Foetal Membrane Transplantation Prevents Blindness

Stevens-Johnson syndrome (SJS) is a disorder in which skin and mucous membranes, including the eye surface, react severely to a medication or infection. SJS causes painful skin blisters, and as the disease progress, the skin sloughs off as if the patient had been burned. A more severe form of the disease, involving more than 30 per cent of the body surface, is called toxic epidermal necrolysis (TEN).

Between 50 per cent and 81 per cent of SJS/TEN patients experience eye problems, ranging from mild dry eye to severe scarring that can cause blindness.

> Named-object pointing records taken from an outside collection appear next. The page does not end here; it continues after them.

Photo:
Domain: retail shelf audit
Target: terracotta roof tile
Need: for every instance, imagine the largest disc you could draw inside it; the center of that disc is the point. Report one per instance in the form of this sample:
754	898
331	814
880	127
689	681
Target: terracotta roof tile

Loyola researchers studied a relatively new eye treatment for SJS/TEN patients called amniotic membrane transplantation. Amniotic membrane is part of the foetal membranes that surround and protect the baby in the womb, and have natural therapeutic properties. When placed on the eye, amniotic membrane can help aid healing, decrease inflammation and minimize scarring. Amniotic membrane is donated by a consenting mother following the birth of her baby.

SJS/TEN has an earlier acute stage and a later chronic stage. Previous studies have found that amniotic membrane transplantation is effective in the chronic stage. The Loyola case-control study is one of the largest studies to examine the effect of amniotic membrane transplantation in the early, acute stage.

Researchers examined the records of 128 SJS/TEN patients admitted to the Loyola University Medical Centre Burn Intensive Care Unit from 1998 to 2010. Some patients died and others did not have adequate follow-up. Among the remaining patients, researchers compared recent patients with mild, moderate and severe disease who received amniotic membrane transplantation with similar patients who did not receive amniotic membrane treatment because it was not available at the time.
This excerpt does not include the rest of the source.